Current location - Training Enrollment Network - Mathematics courses - The movement of mathematical quadratic function form in nine cases (urgent)
The movement of mathematical quadratic function form in nine cases (urgent)
1。 27/8

2。 69/8

3。 We don't stop the triangle from moving to the left on the right side of the square.

The area ratio of a triangle is equal to the square of the side length ratio (this is self-evident)

Let the midpoint of the bottom of the triangle PQR be O, then there is OP vertical QR, and the area of the triangle PQO is 6.

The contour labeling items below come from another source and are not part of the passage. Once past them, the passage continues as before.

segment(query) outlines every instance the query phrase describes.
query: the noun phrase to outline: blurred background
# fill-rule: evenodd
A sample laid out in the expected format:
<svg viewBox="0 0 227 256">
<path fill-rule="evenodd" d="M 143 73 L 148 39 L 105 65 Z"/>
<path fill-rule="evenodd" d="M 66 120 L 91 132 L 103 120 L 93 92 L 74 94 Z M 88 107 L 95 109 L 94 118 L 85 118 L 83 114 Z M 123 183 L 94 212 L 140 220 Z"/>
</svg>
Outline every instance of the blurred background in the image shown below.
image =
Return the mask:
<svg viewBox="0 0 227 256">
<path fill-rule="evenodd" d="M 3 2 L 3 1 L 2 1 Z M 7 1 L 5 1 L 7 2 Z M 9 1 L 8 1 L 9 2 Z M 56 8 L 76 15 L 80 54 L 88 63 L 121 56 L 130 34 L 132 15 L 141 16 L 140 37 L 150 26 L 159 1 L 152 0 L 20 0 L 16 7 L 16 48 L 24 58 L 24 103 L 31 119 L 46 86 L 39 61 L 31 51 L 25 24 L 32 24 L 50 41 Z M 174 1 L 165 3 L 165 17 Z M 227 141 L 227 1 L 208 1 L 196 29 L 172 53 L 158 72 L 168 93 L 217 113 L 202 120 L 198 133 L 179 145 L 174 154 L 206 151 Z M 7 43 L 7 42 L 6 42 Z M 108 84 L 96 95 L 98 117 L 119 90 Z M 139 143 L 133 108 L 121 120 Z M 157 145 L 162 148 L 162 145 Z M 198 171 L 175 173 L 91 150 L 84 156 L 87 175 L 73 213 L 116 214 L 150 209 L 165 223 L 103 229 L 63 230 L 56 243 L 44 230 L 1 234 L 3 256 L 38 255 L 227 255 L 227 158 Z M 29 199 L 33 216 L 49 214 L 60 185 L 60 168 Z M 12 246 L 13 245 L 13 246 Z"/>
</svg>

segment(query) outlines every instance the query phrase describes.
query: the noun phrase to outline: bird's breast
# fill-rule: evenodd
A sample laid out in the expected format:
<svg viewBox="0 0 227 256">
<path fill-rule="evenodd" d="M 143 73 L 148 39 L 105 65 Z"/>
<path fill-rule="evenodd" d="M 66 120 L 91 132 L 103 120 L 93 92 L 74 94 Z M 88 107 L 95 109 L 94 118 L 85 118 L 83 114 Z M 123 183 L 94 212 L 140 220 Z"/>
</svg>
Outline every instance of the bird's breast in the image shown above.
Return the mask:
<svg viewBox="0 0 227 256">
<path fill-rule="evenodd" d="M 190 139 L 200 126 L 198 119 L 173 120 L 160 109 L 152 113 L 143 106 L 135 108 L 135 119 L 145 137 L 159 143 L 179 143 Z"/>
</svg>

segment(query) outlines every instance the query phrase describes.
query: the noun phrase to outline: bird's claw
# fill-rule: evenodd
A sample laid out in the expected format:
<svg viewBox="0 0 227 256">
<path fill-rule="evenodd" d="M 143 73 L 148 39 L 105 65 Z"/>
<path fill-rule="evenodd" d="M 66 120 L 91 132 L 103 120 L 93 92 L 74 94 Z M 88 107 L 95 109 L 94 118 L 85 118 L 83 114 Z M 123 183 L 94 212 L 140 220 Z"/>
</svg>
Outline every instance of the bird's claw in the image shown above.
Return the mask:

When t=5, the area of the small triangle on the right side of the square is 27/8.

Area coincident with the square: 69/8

When 5≤t≤8, move to the left, and the square on the left will reveal a small triangle with a base length of (t-5).

Come out, this little triangle is similar to PQO,

Its area: {[(t-5)/4] square} * 6 This is also the area removed from the left.

And the base of the original small triangle on the right is now 3-(t-5)=8-t,

Area: {[(8-t)/4] square} * 6,

The area moved in from the right: [27/8]-{[(8-t)/4] square} * 6.

So the overlapping area = 69/8- the area moved out on the left+the area moved in on the right.

=[69/8]-{[(t-5)/4]square } * 6+[27/8]-{[(8-t)/4]square } * 6

=12-(3/8) * [2 * (t2)-26t+89] (t2) represents the square of t.

When t=6.5, the maximum value is 165/ 16.